You should be able to make a Connect Four AI that is sufficiently effective without any use of opening books. Unlike say, chess, there are very few openings and no considerations to be made for openings that might lead to bad positions in a dozen moves or more, other than your program should definitely play a central stone on its first turn (if it goes first). That is assuming you're doing a standard 7 x 6 board.


I couldn't disagree with you more. The first few moves in connect 4 can be very counterintuitive and an opening book is essential.

EDIT: Let's number the columns 1 through 7. Take 2-ply position after the first player plays 4 and the second player plays 1. What should player 4 play next? There is only one winning move!

The way you use John's database is quite simple: Write a minimax searcher that treats 8-ply positions as leaves and uses the values from the database at those nodes.

Thanks for your reply Alvaro.

So are you saying that for the first 8 moves, if n moves have been played, then i do minimax with a depth of (8-n) and use the database values instead of my evaluation function? And then after 8 moves have been played, then I switch back to my evaluation function and increase depth back to normal?

Also I noticed that the database contains 67557 positions at depth 8, while my perft function returns around 180,000 positions at depth 8. How should I evaluate positions that are not in the database? Should I give them a value so that they won't be considered over the other nodes?

Thanks.

John is a personal friend of mine, and knowing how careful he is with this kind of thing, I can assure you that there are only 67,557 8-ply positions. Did you take transpositions into account in your perft count?

If you still think John is wrong, please produce an 8-ply position that is not in the database.

I'm not saying that John is wrong. On his website he says that he only includes positions where neither player has won yet, and in which the next move isn't forced. I believe this is why there are less positions.

I did take into account transposition and made sure not to count the same position twice. Also my numbers agree with this numberphile video:

If I run into one of these nodes not in the database, should I set its value to + infinity so that the minimizer at depth 7 will cut them off and not look at them?

Oh, I see. I thought the database contained all 8-ply positions except those that are terminal (player 2 just won) and those where player 1 has an immediate winning move. But that doesn't quite match the description.

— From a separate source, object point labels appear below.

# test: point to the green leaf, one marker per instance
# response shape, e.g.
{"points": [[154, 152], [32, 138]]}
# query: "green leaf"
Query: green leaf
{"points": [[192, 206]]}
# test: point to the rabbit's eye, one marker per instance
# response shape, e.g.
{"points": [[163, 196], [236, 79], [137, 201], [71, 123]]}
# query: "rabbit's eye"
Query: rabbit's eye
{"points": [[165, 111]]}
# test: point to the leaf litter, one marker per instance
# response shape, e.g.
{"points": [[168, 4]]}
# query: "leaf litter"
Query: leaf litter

I'll ask John about it. I'm probably missing something.
John was still up and answered my question: The applet uses a more complete database, which also includes positions where the next move is forced.

If I were you, I would probably use Fhourstones to compute the value of the missing positions.

Thanks for your reply. I ran the Fhourstones benchmark with command prompt and I got a printout similar to what is listed on this site:

http://homepages.cwi.nl/~tromp/c4/fhour.html

How can I use the benchmark to generate a database with values for all of the 8-ply positions? Is there a command that I can use to output a text file of all 8-ply positions? I tried looking at the java source code but I don't understand it.

If you look at the `inputs' file, you'll see that you can ask about the theoretical value of any position, by entering the moves. For instance, you can enter 414 and the program will compute if that's a winning position or a losing position. You can first create a file with all the positions you are interested in, then give them to SearchGame and parse its output.